Most developers treat context like disk space — keep adding until it’s full, then wonder why performance degrades. But context is not disk space. It is not a filing cabinet. It is closer to working memory during a complex surgery: every instrument on the tray competes for your attention with every other instrument, and at some point, the one you actually need disappears into the noise.
The science behind this is more alarming than you think. And once you understand it, you’ll never approach a Claude session the same way again.
2. The Principle
The Context Hygiene Principle: Context is your scarcest resource.
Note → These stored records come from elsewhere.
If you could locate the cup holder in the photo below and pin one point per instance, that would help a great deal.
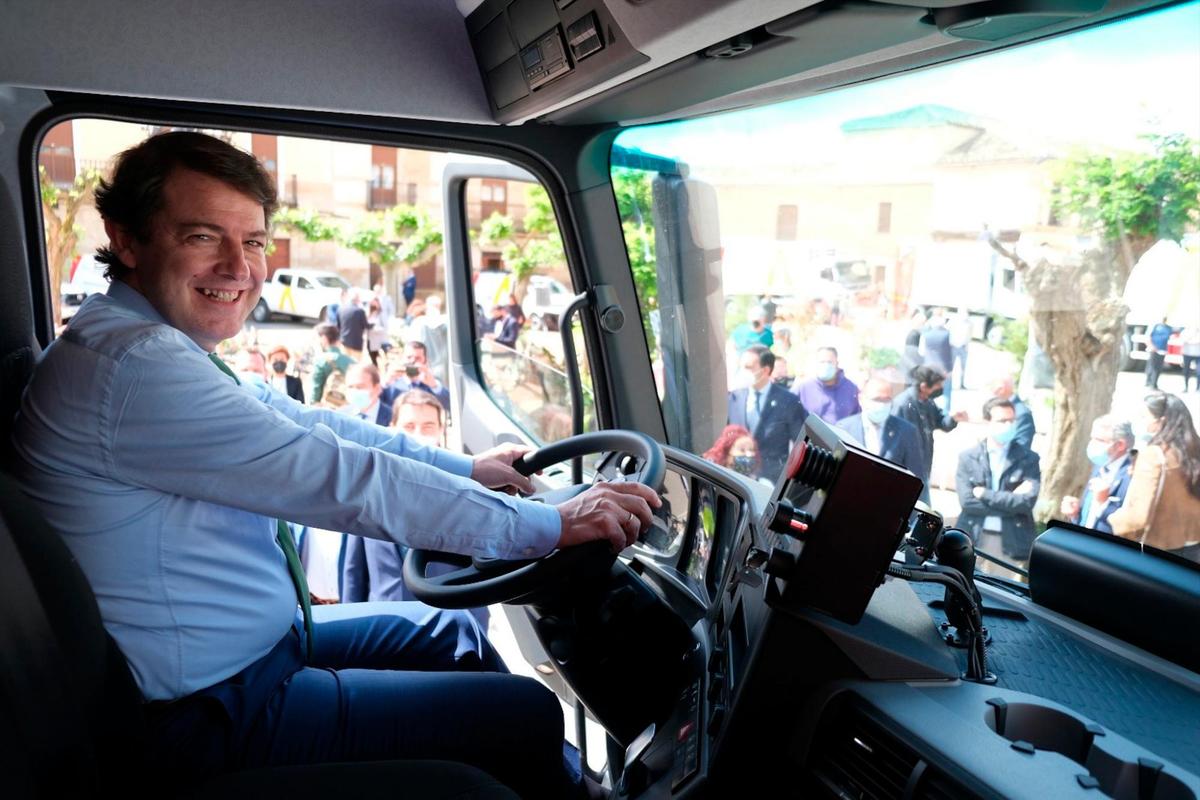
(1036, 727)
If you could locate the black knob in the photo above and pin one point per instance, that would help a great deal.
(781, 564)
(715, 719)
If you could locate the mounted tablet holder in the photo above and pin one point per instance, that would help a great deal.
(839, 513)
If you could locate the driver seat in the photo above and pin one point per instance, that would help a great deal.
(71, 719)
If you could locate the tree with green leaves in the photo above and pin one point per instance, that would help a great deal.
(403, 234)
(60, 206)
(537, 246)
(1127, 202)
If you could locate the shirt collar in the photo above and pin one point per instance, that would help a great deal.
(133, 301)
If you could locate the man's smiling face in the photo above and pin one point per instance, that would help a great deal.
(204, 262)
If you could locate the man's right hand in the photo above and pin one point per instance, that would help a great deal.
(613, 511)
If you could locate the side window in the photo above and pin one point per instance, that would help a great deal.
(521, 288)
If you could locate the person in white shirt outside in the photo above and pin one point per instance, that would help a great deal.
(997, 483)
(169, 480)
(959, 328)
(1111, 453)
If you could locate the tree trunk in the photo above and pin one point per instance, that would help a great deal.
(1079, 320)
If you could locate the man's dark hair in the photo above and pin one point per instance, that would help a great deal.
(766, 358)
(329, 332)
(928, 374)
(994, 403)
(133, 196)
(1177, 434)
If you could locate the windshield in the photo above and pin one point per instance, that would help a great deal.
(979, 271)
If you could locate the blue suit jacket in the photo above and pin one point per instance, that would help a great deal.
(1117, 489)
(899, 440)
(779, 423)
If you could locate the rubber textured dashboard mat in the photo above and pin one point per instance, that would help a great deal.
(1031, 656)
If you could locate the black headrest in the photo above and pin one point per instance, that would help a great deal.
(69, 690)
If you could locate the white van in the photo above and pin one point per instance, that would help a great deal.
(87, 277)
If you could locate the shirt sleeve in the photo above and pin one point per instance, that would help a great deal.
(175, 423)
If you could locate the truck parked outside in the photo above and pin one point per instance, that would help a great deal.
(305, 294)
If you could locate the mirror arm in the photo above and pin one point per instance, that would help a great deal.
(573, 377)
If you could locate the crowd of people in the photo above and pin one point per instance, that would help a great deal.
(1145, 479)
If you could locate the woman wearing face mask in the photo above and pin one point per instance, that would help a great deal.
(1163, 505)
(737, 450)
(277, 367)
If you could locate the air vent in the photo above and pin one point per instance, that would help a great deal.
(855, 756)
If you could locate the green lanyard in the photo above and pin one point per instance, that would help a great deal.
(283, 536)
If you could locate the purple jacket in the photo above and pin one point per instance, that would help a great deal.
(831, 403)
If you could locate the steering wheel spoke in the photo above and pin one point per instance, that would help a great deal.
(485, 581)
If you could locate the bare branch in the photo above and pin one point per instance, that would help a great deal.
(1019, 263)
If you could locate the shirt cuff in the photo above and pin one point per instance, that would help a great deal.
(454, 463)
(543, 527)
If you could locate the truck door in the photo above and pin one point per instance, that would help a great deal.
(508, 378)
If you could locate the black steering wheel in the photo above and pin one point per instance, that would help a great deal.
(483, 581)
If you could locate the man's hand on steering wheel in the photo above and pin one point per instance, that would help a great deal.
(613, 511)
(493, 469)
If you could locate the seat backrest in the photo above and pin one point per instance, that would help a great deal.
(70, 711)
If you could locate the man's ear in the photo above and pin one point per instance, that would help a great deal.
(120, 241)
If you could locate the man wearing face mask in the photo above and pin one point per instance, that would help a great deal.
(372, 570)
(916, 405)
(291, 385)
(828, 392)
(880, 431)
(771, 413)
(1111, 453)
(363, 394)
(997, 482)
Clear conversations aggressively, externalize every plan and artifact to focused files, and use minimal knowledge structures so the agent stays sharp and token-efficient.
Most developers do the opposite. They treat Claude sessions like ongoing conversations with a colleague — accumulating context over dozens of messages, trusting that the model “remembers” what was said earlier, loading every reference document and plugin “just in case.” The mental model is: more information equals better results.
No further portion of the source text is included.